Isn't travel time variability pretty easy to understand, though? Google Maps and common sense (time of day, snow forecast, etc.) can let me benchmark the cost of paying a toll, and certainly the Utah tolling authority could publish rates and historical data.
This reminds me a bit of street parking in NYC. We give away the most valuable urban land in the world, for free, for private vehicle storage. And then folks complain about the shortage of free street parking!
I really believe in the Coase theorem. If the system is clearly defined with no gimmicks, the people who consume scarce and expensive infrastructure (and inflict significant externalities on their neighbors) can and will pay accordingly, and our infrastructure will be much more productive and financially solvent.

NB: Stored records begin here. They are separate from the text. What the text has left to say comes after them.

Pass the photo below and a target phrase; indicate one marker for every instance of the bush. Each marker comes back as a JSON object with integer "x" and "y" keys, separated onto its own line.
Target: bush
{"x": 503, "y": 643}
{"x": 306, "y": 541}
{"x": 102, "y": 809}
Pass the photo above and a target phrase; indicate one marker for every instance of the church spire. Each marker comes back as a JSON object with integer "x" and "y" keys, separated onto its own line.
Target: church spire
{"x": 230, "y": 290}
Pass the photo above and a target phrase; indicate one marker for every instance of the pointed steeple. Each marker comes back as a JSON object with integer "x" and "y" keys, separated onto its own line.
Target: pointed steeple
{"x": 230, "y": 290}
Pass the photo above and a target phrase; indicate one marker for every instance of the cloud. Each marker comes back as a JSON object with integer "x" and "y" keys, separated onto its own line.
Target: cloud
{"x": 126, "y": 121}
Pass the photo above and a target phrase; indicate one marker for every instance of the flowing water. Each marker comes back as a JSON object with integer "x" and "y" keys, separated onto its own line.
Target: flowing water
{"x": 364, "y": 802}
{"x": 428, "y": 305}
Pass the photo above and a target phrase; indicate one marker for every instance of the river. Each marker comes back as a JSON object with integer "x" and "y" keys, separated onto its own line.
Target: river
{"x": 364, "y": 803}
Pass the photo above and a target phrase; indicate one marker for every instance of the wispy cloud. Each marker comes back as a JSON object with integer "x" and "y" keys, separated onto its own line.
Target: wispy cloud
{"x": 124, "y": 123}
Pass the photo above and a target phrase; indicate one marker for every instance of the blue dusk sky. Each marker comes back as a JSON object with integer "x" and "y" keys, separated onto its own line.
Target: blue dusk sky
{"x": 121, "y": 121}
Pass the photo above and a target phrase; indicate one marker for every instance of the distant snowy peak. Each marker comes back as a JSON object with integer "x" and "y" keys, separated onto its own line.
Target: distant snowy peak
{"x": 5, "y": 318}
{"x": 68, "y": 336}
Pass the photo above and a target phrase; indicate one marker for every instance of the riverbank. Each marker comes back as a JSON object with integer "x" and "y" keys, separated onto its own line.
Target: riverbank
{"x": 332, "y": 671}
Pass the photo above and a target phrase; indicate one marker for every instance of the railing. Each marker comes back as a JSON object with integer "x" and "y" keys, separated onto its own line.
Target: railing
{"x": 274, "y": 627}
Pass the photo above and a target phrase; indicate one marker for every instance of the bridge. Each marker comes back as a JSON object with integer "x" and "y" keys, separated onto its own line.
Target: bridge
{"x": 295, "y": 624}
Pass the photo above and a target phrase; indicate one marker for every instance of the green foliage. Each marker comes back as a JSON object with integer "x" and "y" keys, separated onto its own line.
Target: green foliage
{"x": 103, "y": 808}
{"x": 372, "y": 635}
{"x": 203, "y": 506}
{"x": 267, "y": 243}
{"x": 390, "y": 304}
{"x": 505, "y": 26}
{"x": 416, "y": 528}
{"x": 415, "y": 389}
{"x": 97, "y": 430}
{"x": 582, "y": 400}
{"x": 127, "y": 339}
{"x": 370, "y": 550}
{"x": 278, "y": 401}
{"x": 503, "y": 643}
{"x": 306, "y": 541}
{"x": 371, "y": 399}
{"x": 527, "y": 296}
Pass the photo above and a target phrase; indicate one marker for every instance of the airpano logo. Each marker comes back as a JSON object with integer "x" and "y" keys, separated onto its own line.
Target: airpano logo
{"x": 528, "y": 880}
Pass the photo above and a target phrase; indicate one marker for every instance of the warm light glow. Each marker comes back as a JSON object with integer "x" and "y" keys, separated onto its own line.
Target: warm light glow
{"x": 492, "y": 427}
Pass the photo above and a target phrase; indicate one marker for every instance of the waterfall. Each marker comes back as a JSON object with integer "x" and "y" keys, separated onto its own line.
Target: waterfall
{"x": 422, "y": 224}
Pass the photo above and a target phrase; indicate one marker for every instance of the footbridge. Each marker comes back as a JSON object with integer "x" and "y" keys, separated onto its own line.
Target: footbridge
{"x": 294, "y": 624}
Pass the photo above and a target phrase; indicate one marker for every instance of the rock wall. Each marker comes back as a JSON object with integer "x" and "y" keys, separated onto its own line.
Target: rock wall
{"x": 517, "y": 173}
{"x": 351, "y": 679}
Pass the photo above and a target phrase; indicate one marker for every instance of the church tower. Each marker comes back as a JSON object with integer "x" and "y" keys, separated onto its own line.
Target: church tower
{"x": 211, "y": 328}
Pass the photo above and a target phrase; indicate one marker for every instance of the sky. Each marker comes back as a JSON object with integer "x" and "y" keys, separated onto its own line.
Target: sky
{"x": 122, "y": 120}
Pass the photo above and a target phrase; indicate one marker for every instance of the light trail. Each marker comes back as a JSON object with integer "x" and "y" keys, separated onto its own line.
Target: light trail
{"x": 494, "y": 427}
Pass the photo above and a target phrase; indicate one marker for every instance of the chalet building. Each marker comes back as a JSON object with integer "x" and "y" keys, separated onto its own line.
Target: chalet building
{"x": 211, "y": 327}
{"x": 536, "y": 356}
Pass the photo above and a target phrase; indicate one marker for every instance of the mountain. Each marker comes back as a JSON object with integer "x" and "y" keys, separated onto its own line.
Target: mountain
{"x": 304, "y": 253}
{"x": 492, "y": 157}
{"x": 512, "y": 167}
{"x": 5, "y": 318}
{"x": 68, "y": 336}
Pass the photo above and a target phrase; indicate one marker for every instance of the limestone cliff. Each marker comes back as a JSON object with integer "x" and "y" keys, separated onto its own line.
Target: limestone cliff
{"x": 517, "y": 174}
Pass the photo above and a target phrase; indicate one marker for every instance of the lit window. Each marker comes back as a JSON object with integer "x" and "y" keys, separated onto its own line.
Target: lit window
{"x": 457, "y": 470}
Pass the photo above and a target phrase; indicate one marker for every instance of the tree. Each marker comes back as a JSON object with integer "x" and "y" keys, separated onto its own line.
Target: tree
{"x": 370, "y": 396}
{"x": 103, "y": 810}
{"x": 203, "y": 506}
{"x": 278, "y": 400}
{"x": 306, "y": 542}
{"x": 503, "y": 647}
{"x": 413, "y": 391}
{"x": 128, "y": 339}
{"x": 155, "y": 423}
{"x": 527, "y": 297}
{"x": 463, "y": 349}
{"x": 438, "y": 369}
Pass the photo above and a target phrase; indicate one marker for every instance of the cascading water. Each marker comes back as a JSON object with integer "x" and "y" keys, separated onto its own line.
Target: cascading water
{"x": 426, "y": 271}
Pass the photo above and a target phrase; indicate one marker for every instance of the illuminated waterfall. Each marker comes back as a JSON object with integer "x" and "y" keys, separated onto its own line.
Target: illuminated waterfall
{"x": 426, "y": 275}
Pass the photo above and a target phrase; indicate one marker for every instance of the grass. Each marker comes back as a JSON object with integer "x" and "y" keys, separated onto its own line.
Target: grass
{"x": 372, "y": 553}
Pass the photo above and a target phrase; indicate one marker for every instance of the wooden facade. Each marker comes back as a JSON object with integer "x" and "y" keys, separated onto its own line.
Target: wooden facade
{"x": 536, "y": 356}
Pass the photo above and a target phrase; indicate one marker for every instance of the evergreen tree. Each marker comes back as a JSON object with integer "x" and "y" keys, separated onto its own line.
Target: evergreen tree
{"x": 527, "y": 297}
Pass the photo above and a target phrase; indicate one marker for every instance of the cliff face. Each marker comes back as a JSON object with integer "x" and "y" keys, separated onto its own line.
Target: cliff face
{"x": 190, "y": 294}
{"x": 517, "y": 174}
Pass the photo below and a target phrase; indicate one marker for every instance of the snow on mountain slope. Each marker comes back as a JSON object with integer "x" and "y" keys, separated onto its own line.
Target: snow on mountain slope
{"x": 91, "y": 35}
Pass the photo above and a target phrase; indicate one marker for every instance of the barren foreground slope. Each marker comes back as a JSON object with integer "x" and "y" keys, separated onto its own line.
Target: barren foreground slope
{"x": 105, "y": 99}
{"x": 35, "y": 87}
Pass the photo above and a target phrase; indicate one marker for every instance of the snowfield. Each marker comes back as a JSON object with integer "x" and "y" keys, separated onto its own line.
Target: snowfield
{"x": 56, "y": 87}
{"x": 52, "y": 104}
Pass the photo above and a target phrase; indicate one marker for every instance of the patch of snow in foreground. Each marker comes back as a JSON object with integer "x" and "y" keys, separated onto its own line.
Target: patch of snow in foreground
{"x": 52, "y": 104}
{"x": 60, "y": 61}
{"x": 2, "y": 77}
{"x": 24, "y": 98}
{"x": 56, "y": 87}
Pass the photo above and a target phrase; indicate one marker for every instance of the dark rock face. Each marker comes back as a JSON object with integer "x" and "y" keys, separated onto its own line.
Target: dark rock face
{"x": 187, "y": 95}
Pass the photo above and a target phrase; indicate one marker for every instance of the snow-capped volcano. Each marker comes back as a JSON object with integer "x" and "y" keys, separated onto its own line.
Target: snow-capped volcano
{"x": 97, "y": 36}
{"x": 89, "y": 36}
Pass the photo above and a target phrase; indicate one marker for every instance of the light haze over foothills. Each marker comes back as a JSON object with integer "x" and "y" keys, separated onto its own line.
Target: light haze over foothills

I'm not going to lie, when I first read the title, I couldn't help but scoff. Surely Gondolas are gimmicks and only useful for uneven and elevated terrain. However, once I started reading and thinking, I really do believe in its viability, especially when addressing the problem of road congestion. As you mentioned above, whereas roads get more inefficient as conditions deteriorate and the number of people increases, Gondolas could maintain their throughput.
I feel that I, and many others in the US, have an auto-focused mentality, hence my original reaction. It is interesting to see how alternate forms of transportation have been implemented successfully around the world and how we may eventually apply those lessons to our cities here.